[illumos-Developer] Important - time sensitive: Drive failures and infinite waits

Thu May 26 14:46:16 PDT 2011

On 5/26/2011 2:10 PM, Alasdair Lumsden wrote:
> Hi Garrett,
>
> I've collected together all the info as best I could here:
>
> https://www.illumos.org/issues/1069
>
> I'm going to send another email with login details so if you find an opportunity to take a look it would of course be much appreciated. It sounds like quite a few other people have been bitten by this over the years. George Wilson believes he's seen it before, as does estibi, and a few others.
>
> Thanks,
>
> Alasdair

If anyone experiences this scenario running the whole system in a 
virtual machine, perhaps you can use your virtual machine software to 
save a state snapshot.

There have been sporadic reports sounding similar to Alasdair's over the 
years.  The zfs-discuss list has records of some of them and related 
discussion (for examples, look at the archives from 2010-07-22 to 24 to 
see posts in the thread called '1tb SATA drives' by Miles Nordin, 
myself, and others.)
http://www.mail-archive.com/zfs-discuss@opensolaris.org/msg40826.html

IIRC, many discussions ended with "use enterprise drives, equipment, and 
TLER" instead of less expensive equipment.  That was not a satisfactory 
response to discussion participants who held the view that ZFS should be 
able to smoothly recover from failure of drives/controllers/storage 
drivers, whether or not those subsystems behaved as expected during a 
failure.  To do otherwise, means ZFS is making storage subsystem 
behavior and reliability assumptions are not in tune with its motto of 
being the "last word in filesystems" and its goal of achieving high 
reliability and high performance, even on less expensive storage devices.

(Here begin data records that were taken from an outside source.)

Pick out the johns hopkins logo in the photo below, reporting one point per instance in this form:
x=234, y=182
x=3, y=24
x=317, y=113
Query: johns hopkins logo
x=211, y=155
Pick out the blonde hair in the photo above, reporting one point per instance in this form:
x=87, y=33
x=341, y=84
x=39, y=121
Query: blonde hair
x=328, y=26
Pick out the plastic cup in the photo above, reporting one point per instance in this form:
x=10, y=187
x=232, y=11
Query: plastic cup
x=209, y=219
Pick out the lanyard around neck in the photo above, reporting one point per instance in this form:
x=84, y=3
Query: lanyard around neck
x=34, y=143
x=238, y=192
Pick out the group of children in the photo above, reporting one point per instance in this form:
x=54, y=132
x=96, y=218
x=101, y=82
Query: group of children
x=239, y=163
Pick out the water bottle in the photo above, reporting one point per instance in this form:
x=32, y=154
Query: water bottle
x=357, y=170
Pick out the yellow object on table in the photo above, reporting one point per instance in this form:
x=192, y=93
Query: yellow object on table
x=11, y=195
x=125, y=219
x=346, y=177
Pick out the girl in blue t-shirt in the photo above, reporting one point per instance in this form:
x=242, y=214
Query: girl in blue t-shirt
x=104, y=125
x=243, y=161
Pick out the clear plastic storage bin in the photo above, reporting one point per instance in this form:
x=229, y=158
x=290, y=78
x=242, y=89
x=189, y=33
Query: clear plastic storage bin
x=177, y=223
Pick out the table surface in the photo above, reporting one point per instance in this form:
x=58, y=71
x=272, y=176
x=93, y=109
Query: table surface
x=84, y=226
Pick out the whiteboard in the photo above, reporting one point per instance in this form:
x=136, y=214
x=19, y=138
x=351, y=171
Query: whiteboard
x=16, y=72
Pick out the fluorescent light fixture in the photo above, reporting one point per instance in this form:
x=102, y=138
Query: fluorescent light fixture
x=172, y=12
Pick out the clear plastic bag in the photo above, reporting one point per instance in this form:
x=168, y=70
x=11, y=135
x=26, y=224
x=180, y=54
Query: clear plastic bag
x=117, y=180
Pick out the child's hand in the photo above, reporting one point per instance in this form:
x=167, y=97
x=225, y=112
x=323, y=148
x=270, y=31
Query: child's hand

The slow-death failure scenario comes to mind, where a particular drive 
still works but is much slower than usual.  No error is reported, 
however the response time is severely impacted.  Borderline sectors 
failing slowly can be triggers.  Given appropriate redundancy, and an 
expected maximum response time threshold, ZFS could reconstruct the 
needed data using the other devices anytime the maximum response time 
threshold was exceeded.  E.g. If a device access request is not 
responded to within 7 seconds (configurable to allow for different pool 
architectures), attempt to reconstruct the data; no need for TLER 
support in the drive, no need for the storage drivers to respond in a 
particular way.  A monitoring of device performance changes over time 
and observed delays could also serve as a warning that the devices may 
be failing via slow-death.

IIRC, ZFS built on top of iSCSI devices was also impacted by timeout 
issues.  I don't know if those iSCSI timeouts were addressed or 
otherwise made configurable or not.